Caching E-Commerce Data for The Web
On the effectiveness of Cache Tags and caching layers
The catalog service
The Square Online catalog service provides all the catalog data for the websites we power. This includes products, categories of products, store locations, and many others.
While some catalog data is fairly simple to present in an API response, other parts are more costly to calculate. The price of a product, for example, comes from many sources: SKUs (think a Small vs. Large shirt), modifiers (would you like cheese on your burger?), and location-based pricing, which gives sellers the ability to set different prices at different locations.

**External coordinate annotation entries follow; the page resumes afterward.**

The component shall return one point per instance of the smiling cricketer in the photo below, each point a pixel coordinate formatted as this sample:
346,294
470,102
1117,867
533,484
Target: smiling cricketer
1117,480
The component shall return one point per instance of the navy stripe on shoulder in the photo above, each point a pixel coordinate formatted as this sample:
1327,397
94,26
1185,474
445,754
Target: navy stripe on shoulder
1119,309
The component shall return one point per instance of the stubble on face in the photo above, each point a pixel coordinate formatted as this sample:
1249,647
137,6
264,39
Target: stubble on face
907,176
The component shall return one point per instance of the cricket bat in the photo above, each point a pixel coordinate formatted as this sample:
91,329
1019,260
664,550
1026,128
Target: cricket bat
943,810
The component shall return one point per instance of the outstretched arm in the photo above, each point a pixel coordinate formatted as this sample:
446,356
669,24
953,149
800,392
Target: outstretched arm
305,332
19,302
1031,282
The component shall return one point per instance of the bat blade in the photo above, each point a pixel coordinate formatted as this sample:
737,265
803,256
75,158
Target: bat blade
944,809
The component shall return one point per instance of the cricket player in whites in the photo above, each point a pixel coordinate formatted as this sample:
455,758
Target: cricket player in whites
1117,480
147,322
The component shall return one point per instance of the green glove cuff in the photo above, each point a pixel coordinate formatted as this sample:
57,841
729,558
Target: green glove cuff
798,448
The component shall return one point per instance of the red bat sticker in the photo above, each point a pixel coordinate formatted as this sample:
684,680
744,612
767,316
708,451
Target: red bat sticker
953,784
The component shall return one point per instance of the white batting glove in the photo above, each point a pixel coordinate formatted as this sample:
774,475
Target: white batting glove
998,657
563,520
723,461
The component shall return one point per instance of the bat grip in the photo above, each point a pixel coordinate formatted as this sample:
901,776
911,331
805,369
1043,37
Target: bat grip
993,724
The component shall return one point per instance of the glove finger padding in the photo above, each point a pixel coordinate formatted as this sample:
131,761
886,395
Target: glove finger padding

As we continue to add more controls to how merchants sell and price their products, response times for what was initially a simple API have been steadily increasing. To help the clients get all the data needed in a single request, we allow inclusion of related data on most endpoints. For example if you wanted to get a list of all products including images, variations, modifiers, locations, and categories, we can craft a query string on our product endpoint that looks like:
?include=images,options,modifiers,categories,delivery_locations,pickup_locations
Performance
In spring of 2019, retrieving a list of products from the products endpoint could take anywhere between 200ms and 500ms. This was barely okay, but clearly couldn’t support our future plans and additional features.
After a bit of profiling, we found two areas ripe for improvement. The first was, our serialization layer worked at the single object level, so for each object in the response, we were fetching the related includes one at a time instead of fetching them all for the full collection. This caused a classic N+1 query problem.
In addition, formatting the data for API output was costly. Finding the price range of a product now required joining at least 3 and potentially up to 5 DB tables. To reduce the cost of building the API response once we had a list of results, caching was the best option.
Object Response
The idea behind the object cache was to avoid the cost of fetching any related data and performing computation on availability, pricing, and fulfillment for a product. The result for each object in the API response should come pre-calculated.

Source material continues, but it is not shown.